Americans worship the corporate gods, for we believe that they bring money and goods. We don't sacrifice for rain or good harvests. We sacrifice for "jobs". Wave a corporate promise of opening a factory or big box store in front of city leaders and watch the offerings begin. Tax breaks, free land, citizen monies for utilities and roads leading to said holy sites.
How do a people become so brainwashed? We used to understand that all value came from labor working on the fruits of the earth. We used to understand that the capitalists siphoned wealth from labor, and that there was a class struggle to stop them from taking too much. Now we believe that they provide jobs and we give them communal riches in order that they will allow some money to trickle down upon a few.

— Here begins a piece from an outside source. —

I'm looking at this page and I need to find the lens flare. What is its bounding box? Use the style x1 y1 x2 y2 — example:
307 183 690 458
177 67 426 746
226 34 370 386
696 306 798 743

It is very clear in the US that killing for money is sanctified. Occasionally you see a headline "Man killed for $3.00". This is understood to be not enough money for murder. It is never stated how much is enough, however. Clearly, the profits of Union Carbide were worth more than the approximately (because not important enough to count) 10,000 Indian lives at Bhopal.
Killing 10,000 Indians or 1,000,000 Iraqis is not even called "murder". So what do you call it? I call it corporate sacrifice.
In 1982, (2 years before Bhopal), seven Americans were killed by a horrible fiend who poisoned some bottles of Tylenol. He was villified in a media firestorm. What kind of horrible less than human would deliberately kill random people? This was incomprehensible! To put out a product that would kill certain people unlucky enough buy it was evil beyond belief.
The same year, it was proposed that there be a warning label on aspirin warning parents that giving children aspirin for fever could lead to Reyes Syndrome. The drug companies were incensed. This could lead to a fall in profits. The Reagan administration put a stop on the proposal.
It is estimated that 1,470 children died in the four years between 1982 and 1986, when the warning label finally was placed on the bottles.
Were those children murdered or sacrificed? If the seven Tylenol victims were murdered, why weren't the one thousand, four hundred and seventy aspirin victims?
My Dad bought a Pinto in the 70s. He drove it for years. No one ever rearended him and he is still alive. He didn't buy any Tylenol either. But the man who poisoned the Tylenol and killed seven people is still considered a monster, while the man who commissioned the Pinto and decided that it was cheaper to pay for the dead victims than to fix the gas tanks is lionized as an American hero. Yes, Lee Iococca, President of Ford Motor Company, who chose to kill hundreds of people for profit, is a hero. Even more ironically, he's a hero because he managed to get the US government to bail out Chrysler! Yes, Americans not only sacrificed tax money to the corporate gods for jobs, they deify the head priest who obtained the blood money!